# Ordered X3 today...



## Oldnbroek (May 24, 2011)

Hey Y'all,
After checking Grizzly's stock and finding that almost all of their small mills are backordered until July sometime, I decided to order the only machine (X3) they had in stock. I was kinda hoping they'd have a SX3 or 0704, but after reading about the x3 vs. SX3 and so on, I decided that I can live with a non-tilting head. I tap all the time at work on our Lagun, and it doesn't reverse instantly (but it does have a spindle brake...) so I can live without that, too. Grizz says that the machine should be here in three to five days, so I have more studying to do. Thank you all for the information to consider; It has really helped!

Best regards,

Mike


----------



## Oldnbroek (May 28, 2011)

Well, I picked the machine up from the UPS freight terminal yesterday, and have it sitting on my bench in the basement as I write this. Pickup was easy, getting it into the basement was a real pain! It took myself and three strong twenty-something boys to get it from the tailgate to the bench. It does have a bit of mass for its size. 
Got some of the cosmolene off the ways and lubed everything, ran the machine for the 'spindle break-in procedure' and got it as level as I could for now. I'm pretty happy! I'll write more after sundown...


----------



## Oldnbroek (Jul 5, 2011)

Hey All,

I like it. Better and better all the time. I've cut some pretty accurate slots and bolt circle patterns and such with it, and so far it has been spot on. About the only thing I'm not too wild about is the drill chuck, and I may be able to adjust some of that out as well. Oh, and the graduated sleeves for axis measurement are stiff as all get out! I'll have to play with that. There's a bent steel 'spring' under each wheel that restrains the movement of the sleeve... I'll grind and polish.
About the only thing it needs is a set of Y axis way covers and Y axis oiler ports... The ways have no wipers or other protection, and I already have a good sized scratch running down one of them... I would assume that means they're not hardened, and looking at the mill marks, not ground, either. Still. It does good stuff so far. Got a nice cross hatch going on a fly cut, and have made some long cuts without too much deviation from one end to the other. Oh, and forget climb cutting anything. Not gonna happen. I didn't expect that it would, and surface finish is really nice going conventional, so no biggie.
Carbides are the cat's meow! Not that this machine will ever 'hog' anything, but it'll march right through a fairly good sized cut on cold rolled. I used it to make a tool holder for my lathe which holds a 1/4" bit on one end and a 5/16ths on the other. Deep slots.
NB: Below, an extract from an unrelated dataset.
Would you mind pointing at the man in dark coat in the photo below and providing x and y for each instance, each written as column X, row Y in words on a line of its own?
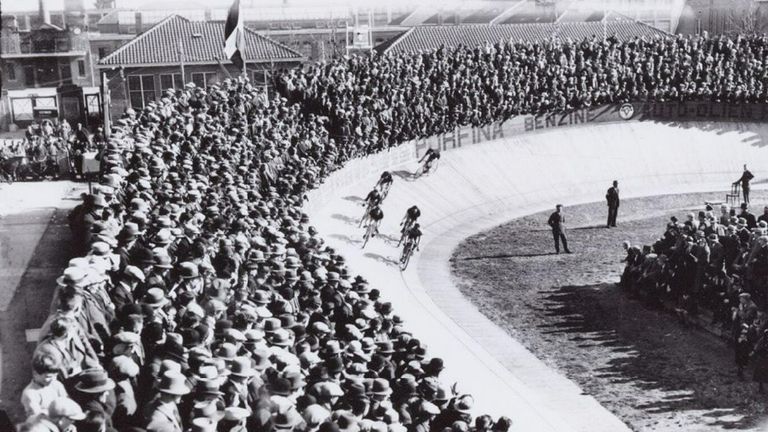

Basically I squared up a piece of scrap to 1/2" square 4 inches long, then slotted the length .250 wide and .245 deep, then slotted half the length out to .313w x .307 deep... Now both bits are right on center, and I can use the cheeep sizes... ;D 
At any rate, when I told it to take another .010, that's what it did, in X, Y, or Z. Or .002, or .001...No surprises, no drama. I kinda like the fact that the 'Z' scale is in .0005 graduations. Yeah, it takes TWO turns of the wheel to get .100, but I'm used to it. The Lagun at work takes 1-1/3... It's seems more accurate that way. 
Anyhow, Just though I'd tell Y'all what was going on with it. I'll make something useful soon...
Hope you all had a good 4th!

Mike


----------